Systemctl 命令显示正在运行的服务的摘要

Question

systemctl我将使用哪个选项或命令来显示当前运行的所有服务的摘要？

Answer 1

您可以使用systemctl's 的一些选项：

-t, --type=
       The argument should be a comma-separated list of unit types such as
       service and socket.

       If one of the arguments is a unit type, when listing units, limit
       display to certain unit types. Otherwise, units of all types will
       be shown.

       As a special case, if one of the arguments is help, a list of
       allowed values will be printed and the program will exit.

   --state=
       The argument should be a comma-separated list of unit LOAD, SUB, or
       ACTIVE states. When listing units, show only those in the specified
       states. Use --state=failed to show only failed units.

       As a special case, if one of the arguments is help, a list of
       allowed values will be printed and the program will exit.

所以可能你想要：

systemctl --type=service --state=active list-units

其中列出了所有活动的服务，包括那些已经退出的服务。如果您只关注此时正在运行的那些，您可以使用：

systemctl --type=service --state=running list-units

Answer 2

它是（见man 1 systemctl）：

systemctl list-units | grep -E 'service.*running'

或（另见man 8 service）

service --status-all

其中[+]表示实际运行的服务。

Answer 3

在环顾四周超过必要的时间后，我想出了这种确定正在运行的服务的略有不同的方法。它还展示了如何计算正在运行的服务的数量。这种方式确保它不会意外地捕获服务名称本身中带有 running 或 service 一词的内容。

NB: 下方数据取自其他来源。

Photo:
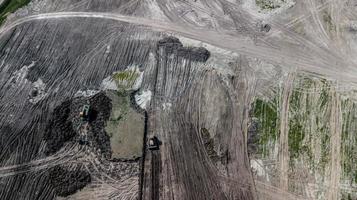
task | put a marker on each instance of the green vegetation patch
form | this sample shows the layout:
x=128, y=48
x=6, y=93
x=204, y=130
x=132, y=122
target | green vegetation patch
x=349, y=140
x=209, y=145
x=10, y=6
x=125, y=80
x=309, y=118
x=267, y=116
x=125, y=127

# Output all active services:
systemctl -t service --state=active --no-pager --no-legend

# Count of all active services:
systemctl -t service --state=active --no-pager --no-legend | grep -c -

# Output all running services:
systemctl -t service --state=active --no-pager --no-legend | egrep '^*\.service.*running'

# Count of all running services:
systemctl -t service --state=active --no-pager --no-legend | egrep '^*\.service.*running' -c -

# Output only the service and its description:
systemctl -t service --state=active --no-pager --no-legend | egrep '^*\.service.*running' | awk 'BEGIN { FS = " ";} {for (i = 2; i <= 4; i++) { $i = "" }; print}'